The GDPR impact on business practices is considerable, as is the cost of GDP compliance. A recent survey conducted by PwC revealed that 77% of large companies are expecting GDPR compliance to cost in excess of $1 million. Due to the considerable GDPR impact on business practices, many companies are already rethinking whether or not to continue doing business in Europe.
Many large multinational companies are well aware of the GDPR impact on business practices and the amount of work GDPR compliance will involve. That is not the case for SMEs, many of which are only just realizing they must comply with GDPR.
GDPR does not just apply to social media sites and global retailers. All businesses, regardless of their size, will be required to comply with the General Data Protection Regulation if they collect or process the personal information of EU citizens.

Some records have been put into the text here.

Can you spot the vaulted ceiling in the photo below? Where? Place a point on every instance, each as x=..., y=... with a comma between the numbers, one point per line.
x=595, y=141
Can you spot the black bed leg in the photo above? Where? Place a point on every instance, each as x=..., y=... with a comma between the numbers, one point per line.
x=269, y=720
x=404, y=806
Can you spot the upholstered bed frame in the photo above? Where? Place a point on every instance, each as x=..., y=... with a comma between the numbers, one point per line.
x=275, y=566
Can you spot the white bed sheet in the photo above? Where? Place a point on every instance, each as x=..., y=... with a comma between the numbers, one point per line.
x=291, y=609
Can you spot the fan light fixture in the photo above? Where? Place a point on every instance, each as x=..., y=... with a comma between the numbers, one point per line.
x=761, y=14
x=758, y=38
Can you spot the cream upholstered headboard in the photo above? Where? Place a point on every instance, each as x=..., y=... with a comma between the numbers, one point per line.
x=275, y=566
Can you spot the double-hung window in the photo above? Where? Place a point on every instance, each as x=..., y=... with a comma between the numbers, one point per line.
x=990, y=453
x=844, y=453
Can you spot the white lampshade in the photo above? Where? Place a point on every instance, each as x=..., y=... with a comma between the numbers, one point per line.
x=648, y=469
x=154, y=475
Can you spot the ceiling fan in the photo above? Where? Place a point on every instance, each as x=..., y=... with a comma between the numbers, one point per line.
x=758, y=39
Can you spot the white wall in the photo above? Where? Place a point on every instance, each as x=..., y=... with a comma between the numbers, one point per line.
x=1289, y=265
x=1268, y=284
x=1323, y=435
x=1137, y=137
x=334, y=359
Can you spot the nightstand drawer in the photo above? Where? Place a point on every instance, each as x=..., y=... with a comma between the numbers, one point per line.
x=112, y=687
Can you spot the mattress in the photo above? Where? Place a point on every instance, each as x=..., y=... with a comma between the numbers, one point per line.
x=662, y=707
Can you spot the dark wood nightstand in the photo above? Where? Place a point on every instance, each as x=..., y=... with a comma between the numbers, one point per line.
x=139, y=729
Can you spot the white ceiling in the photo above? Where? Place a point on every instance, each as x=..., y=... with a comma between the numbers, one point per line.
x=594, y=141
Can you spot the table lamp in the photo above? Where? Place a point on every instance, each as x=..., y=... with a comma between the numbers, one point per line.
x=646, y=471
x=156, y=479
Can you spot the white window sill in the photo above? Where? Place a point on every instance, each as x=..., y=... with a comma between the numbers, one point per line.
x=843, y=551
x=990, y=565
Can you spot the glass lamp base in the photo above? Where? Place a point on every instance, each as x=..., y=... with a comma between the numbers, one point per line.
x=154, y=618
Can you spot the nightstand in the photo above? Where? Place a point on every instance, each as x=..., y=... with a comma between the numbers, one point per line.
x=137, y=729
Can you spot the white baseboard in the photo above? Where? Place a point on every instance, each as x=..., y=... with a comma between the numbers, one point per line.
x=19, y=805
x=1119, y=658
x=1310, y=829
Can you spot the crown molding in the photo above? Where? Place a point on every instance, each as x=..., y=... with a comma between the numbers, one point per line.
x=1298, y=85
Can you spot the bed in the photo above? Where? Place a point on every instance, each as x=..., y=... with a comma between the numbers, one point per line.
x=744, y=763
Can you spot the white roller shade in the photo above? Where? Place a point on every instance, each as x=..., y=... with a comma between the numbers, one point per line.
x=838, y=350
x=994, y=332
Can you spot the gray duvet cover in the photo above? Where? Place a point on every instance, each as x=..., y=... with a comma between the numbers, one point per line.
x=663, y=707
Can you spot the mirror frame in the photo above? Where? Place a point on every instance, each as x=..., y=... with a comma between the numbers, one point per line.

The definition of personal information is broad and includes online identifiers such as IP addresses. Even online retailers that allow EU citizens to access their websites are required to comply with GDPR.
All businesses will be required to perform a risk analysis to identify potential vulnerabilities to the confidentiality and integrity of stored data. Many large companies already have a swathe of cybersecurity protections to keep sensitive data secure, but most smaller organizations will discover they must implement more robust cybersecurity protections in order to comply with GDPR.
Companies will need to review their policies on data collection. When GDPR comes into effect, companies will need to have a valid reason for collecting personal information. Any data collected must also be limited to the minimum necessary information to perform the purpose for which data are collected.
Doing business in Europe will require privacy protections to be enhanced, new data security measures to be implemented, data collection practices to be changed, and policies and procedures to be updated. Legal teams must then assess GDPR compliance.
The GDPR impact on business practices is likely to be considerable for many companies. The time taken to perform risk analyses, assess policies and procedures, find and implement security solutions and update privacy policies will be considerable. Leaving GDPR compliance to the last minute is likely to see the deadline missed. That could prove to be very costly or even catastrophic for many businesses. Failure to comply with GDPR regulations can result in a fine of €20 million or 4% of global revenue, whichever is the greater. Non-compliance simply isn’t an option.